La véritable tendance irréversible
Passons en revue certains déroulements récents dans le monde :
L'Australie a interdit l'accès aux réseaux sociaux aux moins de 16 ans l'an dernier.
La Chine a limité les jeux vidéo à 3 heures par semaine (2021), Tiktok à 40 minutes par jour (2021) et vise à réglementer l'utilisation de l'internet en général selon l’âge (projet lancé en 2023).
La France, la Grèce et l'Espagne font pression sur l'UE pour qu'elle introduise des mesures plus restrictives sur l'accès à certains services Internet.
Le Danemark, qui présidera le Conseil européen à partir de juillet, a déclaré que « la protection des mineurs dans l'espace numérique sera une priorité ». Le Premier ministre danois s'est déclaré favorable à l'interdiction des réseaux pour les enfants de moins de 15 ans.
Aux États-Unis, 41 États ont intenté une action en justice contre Meta en 2023 liée à l'impact délétère délibéré de ses plateformes sur la santé mentale des mineurs.
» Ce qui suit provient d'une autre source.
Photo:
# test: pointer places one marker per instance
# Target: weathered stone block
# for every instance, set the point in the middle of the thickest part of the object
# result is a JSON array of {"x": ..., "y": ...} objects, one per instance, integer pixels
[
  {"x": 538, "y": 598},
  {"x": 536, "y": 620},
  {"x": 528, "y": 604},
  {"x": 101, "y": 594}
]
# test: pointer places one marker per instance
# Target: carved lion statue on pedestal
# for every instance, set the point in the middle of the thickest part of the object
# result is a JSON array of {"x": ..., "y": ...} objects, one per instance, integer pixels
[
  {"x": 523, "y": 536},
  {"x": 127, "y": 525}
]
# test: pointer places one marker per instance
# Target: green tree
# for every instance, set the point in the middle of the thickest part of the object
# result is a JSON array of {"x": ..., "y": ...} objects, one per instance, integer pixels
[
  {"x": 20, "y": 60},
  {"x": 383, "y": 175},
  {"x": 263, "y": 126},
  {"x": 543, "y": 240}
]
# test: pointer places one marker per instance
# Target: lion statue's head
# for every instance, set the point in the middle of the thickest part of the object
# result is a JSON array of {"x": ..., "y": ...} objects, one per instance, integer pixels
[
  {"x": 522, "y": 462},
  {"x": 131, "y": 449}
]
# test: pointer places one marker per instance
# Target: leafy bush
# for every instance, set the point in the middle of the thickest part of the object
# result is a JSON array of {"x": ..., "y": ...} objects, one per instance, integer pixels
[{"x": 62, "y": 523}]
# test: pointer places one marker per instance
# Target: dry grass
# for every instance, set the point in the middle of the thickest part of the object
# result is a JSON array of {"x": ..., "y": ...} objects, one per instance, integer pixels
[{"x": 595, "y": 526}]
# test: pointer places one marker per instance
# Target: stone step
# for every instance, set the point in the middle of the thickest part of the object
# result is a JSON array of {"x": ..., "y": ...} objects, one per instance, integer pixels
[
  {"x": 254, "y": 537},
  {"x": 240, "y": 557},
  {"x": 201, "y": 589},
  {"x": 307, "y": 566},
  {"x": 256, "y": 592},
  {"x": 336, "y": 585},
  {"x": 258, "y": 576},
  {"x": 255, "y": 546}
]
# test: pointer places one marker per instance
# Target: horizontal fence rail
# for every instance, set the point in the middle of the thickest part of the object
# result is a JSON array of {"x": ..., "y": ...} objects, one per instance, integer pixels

En parallèle, de plus en plus de personnalités politiques et de la société civile prennent conscience de la nécessaire désescalade numérique dans l'éducation, comme l'ancien maire de New York et fondateur du géant éponyme du logiciel, Michael Bloomberg.
Accélérer le mouvement
Ces mesures constituent déjà de grandes avancées, mais elles sont encore trop timides et trop lentes. Nous ne pouvons plus nous permettre le luxe de perdre du temps.
Les États membres de l'UE eux-mêmes s'impatientent. Le président Macron a récemment proclamé qu'en l'absence d'une action forte et rapide au niveau européen, la France légiférerait seule. En attendant, la loi votée en juillet 2023 interdisant l’accès des mineurs aux réseaux sociaux sans l’accord des parents n'est pas encore rentrée en vigueur, dans l'attente de l'approbation de la Commission européenne et de son décret d'application.
Probablement par crainte de prendre des mesures jugées trop « radicales », les âges minimums d'accès à certains services sont trop bas. Les méfaits des réseaux sociaux jusqu'à la fin de l'adolescence et leur absence de bénéfice sont établis, alors pourquoi les interdire jusqu'à 15 ou 16 ans et non 18 ?
Étude de Sapien Labs mettant en évidence la corrélation entre la santé mentale chez les jeunes adultes et l’âge auquel ils ont reçu leur premier smartphone
Les États membres demandent à l'UE de fixer un âge de « majorité numérique » (en dessous duquel les mineurs ne peuvent pas accéder à certains services sans le consentement de leurs parents). Un mineur est-il vraiment en mesure de signer un contrat de 220 pages comme il le fait lorsqu’il s’inscrit sur une plateforme, avec des implications infinies que même les adultes ne comprennent pas ?
Il est essentiel d'établir un cadre réglementaire, même s'il est imparfait et difficile à mettre en œuvre dans un premier temps. Certains mineurs boivent de l'alcool ou fument des cigarettes, et cela ne signifie pas qu'il faille supprimer les lois qui en restreignent l'accès. Sinon, il faudrait aussi envisager de supprimer les feux de circulation juste parce que certains conducteurs les grillent.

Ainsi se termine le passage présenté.